A cheater may change but the trust can never be restored.


----------



## mac-whore (Apr 29, 2008)

that's something in my opinion that is absolutely unacceptable. do i think a cheater can change??? rarely but, yes. will i stick around to figure that out? no. life is too short.


----------



## Nick007 (Apr 29, 2008)

I don't know if they can change, maybe if they really want to change. The forgiveness one is hard, because you can't erase that from your memory. I would dwell on it forever!

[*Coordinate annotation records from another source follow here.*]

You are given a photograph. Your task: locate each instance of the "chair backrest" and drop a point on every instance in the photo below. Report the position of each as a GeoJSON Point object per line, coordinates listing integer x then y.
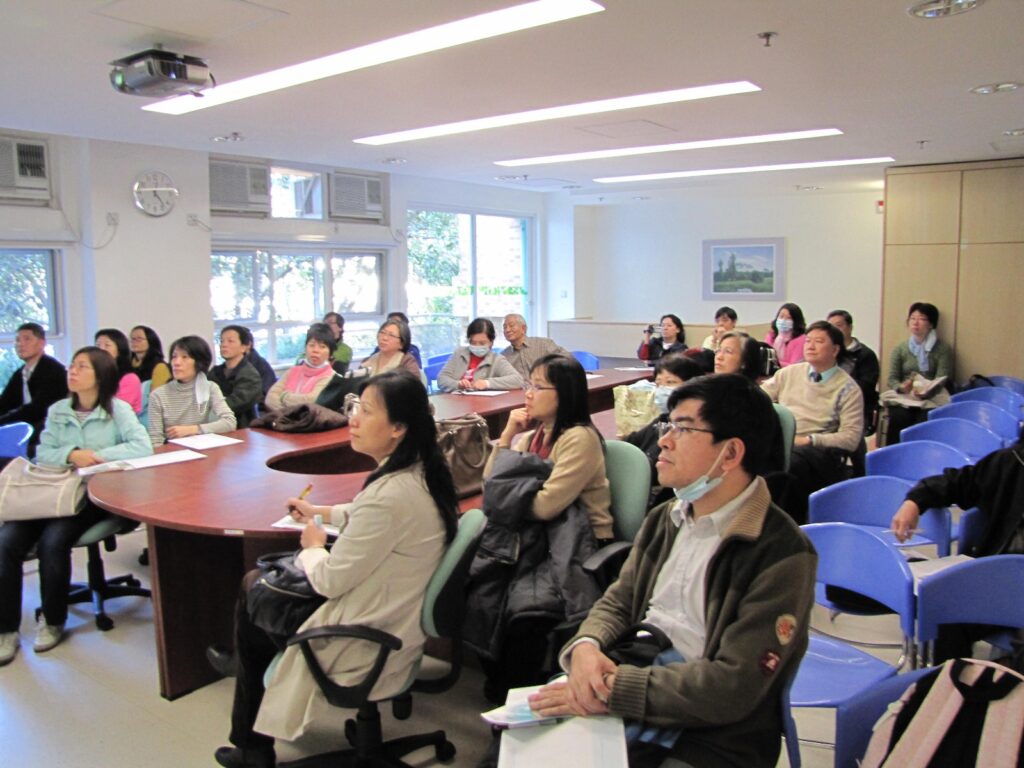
{"type": "Point", "coordinates": [589, 360]}
{"type": "Point", "coordinates": [629, 479]}
{"type": "Point", "coordinates": [914, 460]}
{"type": "Point", "coordinates": [788, 425]}
{"type": "Point", "coordinates": [965, 435]}
{"type": "Point", "coordinates": [982, 591]}
{"type": "Point", "coordinates": [993, 418]}
{"type": "Point", "coordinates": [14, 439]}
{"type": "Point", "coordinates": [856, 559]}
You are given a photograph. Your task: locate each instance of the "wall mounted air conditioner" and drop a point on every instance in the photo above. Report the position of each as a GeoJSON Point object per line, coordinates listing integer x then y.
{"type": "Point", "coordinates": [240, 187]}
{"type": "Point", "coordinates": [24, 170]}
{"type": "Point", "coordinates": [355, 197]}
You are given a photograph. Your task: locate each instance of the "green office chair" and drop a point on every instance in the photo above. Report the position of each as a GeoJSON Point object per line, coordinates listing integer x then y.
{"type": "Point", "coordinates": [441, 619]}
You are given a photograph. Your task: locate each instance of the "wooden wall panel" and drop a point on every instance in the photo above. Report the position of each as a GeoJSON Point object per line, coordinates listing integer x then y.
{"type": "Point", "coordinates": [990, 314]}
{"type": "Point", "coordinates": [923, 207]}
{"type": "Point", "coordinates": [993, 205]}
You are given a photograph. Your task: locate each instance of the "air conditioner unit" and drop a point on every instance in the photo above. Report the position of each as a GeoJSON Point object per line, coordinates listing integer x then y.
{"type": "Point", "coordinates": [354, 197]}
{"type": "Point", "coordinates": [240, 187]}
{"type": "Point", "coordinates": [24, 170]}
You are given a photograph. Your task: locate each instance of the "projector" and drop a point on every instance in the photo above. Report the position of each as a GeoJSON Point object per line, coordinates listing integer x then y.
{"type": "Point", "coordinates": [159, 73]}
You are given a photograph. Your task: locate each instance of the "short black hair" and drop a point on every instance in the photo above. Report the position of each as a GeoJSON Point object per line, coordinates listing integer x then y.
{"type": "Point", "coordinates": [480, 326]}
{"type": "Point", "coordinates": [732, 406]}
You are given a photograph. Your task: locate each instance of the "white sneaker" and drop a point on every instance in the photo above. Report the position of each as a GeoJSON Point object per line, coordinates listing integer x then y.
{"type": "Point", "coordinates": [47, 636]}
{"type": "Point", "coordinates": [8, 647]}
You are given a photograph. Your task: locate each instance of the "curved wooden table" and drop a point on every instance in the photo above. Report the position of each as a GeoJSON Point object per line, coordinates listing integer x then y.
{"type": "Point", "coordinates": [209, 519]}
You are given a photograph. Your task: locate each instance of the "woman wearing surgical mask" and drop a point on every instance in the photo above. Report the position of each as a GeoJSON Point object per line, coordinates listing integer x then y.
{"type": "Point", "coordinates": [786, 335]}
{"type": "Point", "coordinates": [670, 372]}
{"type": "Point", "coordinates": [476, 366]}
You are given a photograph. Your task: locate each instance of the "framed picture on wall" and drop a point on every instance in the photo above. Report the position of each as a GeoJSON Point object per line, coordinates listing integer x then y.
{"type": "Point", "coordinates": [744, 269]}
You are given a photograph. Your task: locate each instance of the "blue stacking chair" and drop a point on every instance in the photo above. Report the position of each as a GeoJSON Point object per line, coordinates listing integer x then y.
{"type": "Point", "coordinates": [589, 360]}
{"type": "Point", "coordinates": [870, 502]}
{"type": "Point", "coordinates": [14, 439]}
{"type": "Point", "coordinates": [965, 435]}
{"type": "Point", "coordinates": [982, 591]}
{"type": "Point", "coordinates": [992, 418]}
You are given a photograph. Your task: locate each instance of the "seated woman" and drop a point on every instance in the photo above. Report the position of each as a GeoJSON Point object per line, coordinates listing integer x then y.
{"type": "Point", "coordinates": [923, 353]}
{"type": "Point", "coordinates": [115, 344]}
{"type": "Point", "coordinates": [476, 366]}
{"type": "Point", "coordinates": [303, 383]}
{"type": "Point", "coordinates": [392, 350]}
{"type": "Point", "coordinates": [563, 433]}
{"type": "Point", "coordinates": [673, 339]}
{"type": "Point", "coordinates": [147, 357]}
{"type": "Point", "coordinates": [786, 335]}
{"type": "Point", "coordinates": [189, 403]}
{"type": "Point", "coordinates": [670, 372]}
{"type": "Point", "coordinates": [392, 537]}
{"type": "Point", "coordinates": [89, 427]}
{"type": "Point", "coordinates": [239, 381]}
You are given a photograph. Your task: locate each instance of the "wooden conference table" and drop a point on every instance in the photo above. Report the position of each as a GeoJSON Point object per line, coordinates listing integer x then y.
{"type": "Point", "coordinates": [209, 519]}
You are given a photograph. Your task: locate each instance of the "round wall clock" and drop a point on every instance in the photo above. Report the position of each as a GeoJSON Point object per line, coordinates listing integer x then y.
{"type": "Point", "coordinates": [154, 193]}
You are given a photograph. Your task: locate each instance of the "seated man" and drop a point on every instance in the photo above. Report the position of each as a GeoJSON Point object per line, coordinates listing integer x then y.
{"type": "Point", "coordinates": [34, 387]}
{"type": "Point", "coordinates": [523, 350]}
{"type": "Point", "coordinates": [828, 408]}
{"type": "Point", "coordinates": [724, 573]}
{"type": "Point", "coordinates": [861, 363]}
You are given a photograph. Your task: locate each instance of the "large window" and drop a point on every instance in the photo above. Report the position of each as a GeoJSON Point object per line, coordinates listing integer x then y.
{"type": "Point", "coordinates": [28, 294]}
{"type": "Point", "coordinates": [464, 265]}
{"type": "Point", "coordinates": [276, 293]}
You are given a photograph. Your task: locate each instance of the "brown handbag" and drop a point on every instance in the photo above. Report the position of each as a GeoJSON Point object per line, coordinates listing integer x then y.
{"type": "Point", "coordinates": [464, 441]}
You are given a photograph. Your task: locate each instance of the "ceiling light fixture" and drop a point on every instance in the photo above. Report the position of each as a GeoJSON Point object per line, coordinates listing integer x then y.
{"type": "Point", "coordinates": [942, 8]}
{"type": "Point", "coordinates": [568, 111]}
{"type": "Point", "coordinates": [747, 169]}
{"type": "Point", "coordinates": [469, 30]}
{"type": "Point", "coordinates": [681, 146]}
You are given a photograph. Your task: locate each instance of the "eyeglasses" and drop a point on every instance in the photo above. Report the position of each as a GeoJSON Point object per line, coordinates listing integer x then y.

That's hurtful.


----------



## puncturedskirt (Apr 29, 2008)

Like a few said already, I think they can change... (Not usually though) but the trust will be pretty hard to get back.


----------



## GlossyAbby (Apr 29, 2008)

Anyone can change... but a cheater has to WANT to change. It can be forgiven but I think it would take a lot of time and possibly counseling


----------



## love2482 (Apr 29, 2008)

Originally Posted by *speerrituall1* /img/forum/go_quote.gif A cheater may change but the trust can never be restored. True


----------



## Johnnie (Apr 29, 2008)

Originally Posted by *mac-whore* /img/forum/go_quote.gif that's something in my opinion that is absolutely unacceptable. do i think a cheater can change??? rarely but, yes. will i stick around to figure that out? no. life is too short.


----------



## laurreenn (Apr 29, 2008)

i was wondering if any girls on here stayed with a cheater and regained trust for him? this hasn't personally happened to me, but i'm curious about what happens to a relationship after this kind of betrayl. i'm not naive enough to think it could never happen to me, and i just want to be prepared. infidelity is common in relationships these days..


----------



## CellyCell (May 1, 2008)

You know, it depends on the person and if that guilt got to them - if they're willing to change and not do it again.

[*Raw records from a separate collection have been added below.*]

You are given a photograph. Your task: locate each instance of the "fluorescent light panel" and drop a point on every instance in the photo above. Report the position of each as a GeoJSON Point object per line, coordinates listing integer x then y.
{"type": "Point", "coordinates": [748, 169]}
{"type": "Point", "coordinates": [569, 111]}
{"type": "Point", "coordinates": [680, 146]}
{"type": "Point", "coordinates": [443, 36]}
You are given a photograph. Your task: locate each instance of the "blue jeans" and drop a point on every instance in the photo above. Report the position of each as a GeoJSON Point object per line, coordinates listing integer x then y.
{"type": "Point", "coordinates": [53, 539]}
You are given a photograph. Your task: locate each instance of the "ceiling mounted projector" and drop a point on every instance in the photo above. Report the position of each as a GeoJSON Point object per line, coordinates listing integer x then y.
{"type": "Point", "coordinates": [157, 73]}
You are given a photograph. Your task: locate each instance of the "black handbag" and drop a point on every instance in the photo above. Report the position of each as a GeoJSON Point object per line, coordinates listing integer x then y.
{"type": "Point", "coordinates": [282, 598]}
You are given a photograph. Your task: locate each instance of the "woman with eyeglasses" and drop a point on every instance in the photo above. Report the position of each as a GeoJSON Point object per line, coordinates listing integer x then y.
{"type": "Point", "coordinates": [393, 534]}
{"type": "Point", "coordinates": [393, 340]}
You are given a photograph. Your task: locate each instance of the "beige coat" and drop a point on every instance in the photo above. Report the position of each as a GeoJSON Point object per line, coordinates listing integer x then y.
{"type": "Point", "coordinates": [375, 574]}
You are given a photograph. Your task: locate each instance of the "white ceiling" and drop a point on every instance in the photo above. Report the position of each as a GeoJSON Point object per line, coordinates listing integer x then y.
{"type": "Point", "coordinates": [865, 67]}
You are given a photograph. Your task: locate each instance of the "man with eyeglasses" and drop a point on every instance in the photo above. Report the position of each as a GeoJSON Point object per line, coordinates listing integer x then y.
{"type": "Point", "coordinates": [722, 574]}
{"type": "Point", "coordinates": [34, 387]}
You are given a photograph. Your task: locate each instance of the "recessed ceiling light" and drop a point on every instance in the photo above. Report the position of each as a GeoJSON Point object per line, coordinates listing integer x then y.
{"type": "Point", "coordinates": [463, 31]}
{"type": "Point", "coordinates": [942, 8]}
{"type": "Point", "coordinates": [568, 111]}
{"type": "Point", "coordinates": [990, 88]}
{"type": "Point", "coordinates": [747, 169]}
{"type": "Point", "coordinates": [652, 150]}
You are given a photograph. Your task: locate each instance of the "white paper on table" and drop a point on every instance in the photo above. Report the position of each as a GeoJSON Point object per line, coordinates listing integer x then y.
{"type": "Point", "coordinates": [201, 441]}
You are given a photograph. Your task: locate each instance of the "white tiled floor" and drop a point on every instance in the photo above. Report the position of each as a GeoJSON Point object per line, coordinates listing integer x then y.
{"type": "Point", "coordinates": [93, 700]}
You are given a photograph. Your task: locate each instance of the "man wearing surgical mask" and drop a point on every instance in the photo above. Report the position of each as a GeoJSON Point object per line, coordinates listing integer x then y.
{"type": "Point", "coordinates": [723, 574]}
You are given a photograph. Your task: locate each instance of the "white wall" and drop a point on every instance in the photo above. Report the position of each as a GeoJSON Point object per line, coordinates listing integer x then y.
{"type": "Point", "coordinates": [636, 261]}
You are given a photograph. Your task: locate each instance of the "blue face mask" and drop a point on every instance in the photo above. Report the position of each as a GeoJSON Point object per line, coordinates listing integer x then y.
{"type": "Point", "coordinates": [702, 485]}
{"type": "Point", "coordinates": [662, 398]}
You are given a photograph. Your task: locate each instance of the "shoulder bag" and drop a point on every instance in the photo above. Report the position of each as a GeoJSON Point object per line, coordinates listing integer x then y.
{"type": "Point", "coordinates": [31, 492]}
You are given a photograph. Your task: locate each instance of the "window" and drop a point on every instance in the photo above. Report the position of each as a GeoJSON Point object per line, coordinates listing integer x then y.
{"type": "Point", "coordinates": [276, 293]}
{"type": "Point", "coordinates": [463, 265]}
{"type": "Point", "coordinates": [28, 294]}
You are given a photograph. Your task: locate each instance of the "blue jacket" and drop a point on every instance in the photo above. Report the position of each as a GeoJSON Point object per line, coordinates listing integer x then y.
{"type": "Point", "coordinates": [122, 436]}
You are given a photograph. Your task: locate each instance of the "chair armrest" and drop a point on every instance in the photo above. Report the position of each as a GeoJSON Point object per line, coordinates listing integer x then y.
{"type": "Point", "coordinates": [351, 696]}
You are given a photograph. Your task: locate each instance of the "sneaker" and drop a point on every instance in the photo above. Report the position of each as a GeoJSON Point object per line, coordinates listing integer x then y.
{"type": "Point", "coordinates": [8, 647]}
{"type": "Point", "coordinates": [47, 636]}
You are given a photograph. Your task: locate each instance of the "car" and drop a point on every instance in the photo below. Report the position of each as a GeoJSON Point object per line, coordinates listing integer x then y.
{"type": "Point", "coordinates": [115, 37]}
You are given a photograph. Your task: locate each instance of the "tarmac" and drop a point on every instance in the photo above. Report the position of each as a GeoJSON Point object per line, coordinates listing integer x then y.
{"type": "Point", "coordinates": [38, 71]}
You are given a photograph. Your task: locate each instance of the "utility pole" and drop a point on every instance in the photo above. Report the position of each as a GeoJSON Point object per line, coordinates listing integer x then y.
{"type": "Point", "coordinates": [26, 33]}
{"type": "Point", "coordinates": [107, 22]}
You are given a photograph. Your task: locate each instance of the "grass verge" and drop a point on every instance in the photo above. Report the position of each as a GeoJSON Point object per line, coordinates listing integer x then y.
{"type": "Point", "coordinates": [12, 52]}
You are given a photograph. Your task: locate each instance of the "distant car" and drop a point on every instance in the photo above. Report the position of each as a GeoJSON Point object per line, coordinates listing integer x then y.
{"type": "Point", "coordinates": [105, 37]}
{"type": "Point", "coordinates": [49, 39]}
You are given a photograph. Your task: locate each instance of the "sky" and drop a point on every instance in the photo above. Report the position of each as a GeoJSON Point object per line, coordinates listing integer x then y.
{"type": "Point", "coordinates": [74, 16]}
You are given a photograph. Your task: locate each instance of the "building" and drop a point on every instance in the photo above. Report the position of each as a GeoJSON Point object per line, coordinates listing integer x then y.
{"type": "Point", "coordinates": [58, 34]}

But from experience, once a cheater - ALWAYS a cheater, sadly. I think for me, the trust is just gone... you can forgive but trust is so hard to gain back and arguments escalate because of that, then there's no point in continuing a relationship with no trust.

I can say cheating is forgivable but trust in one is gone, therefor unforgettable.


----------



## Dragonfly (May 1, 2008)

I have mixed feelings on this subject.

If it happened once, and he only messed around with that one person - there was absolutely no emotion, just happened kind of thing, I could forgive.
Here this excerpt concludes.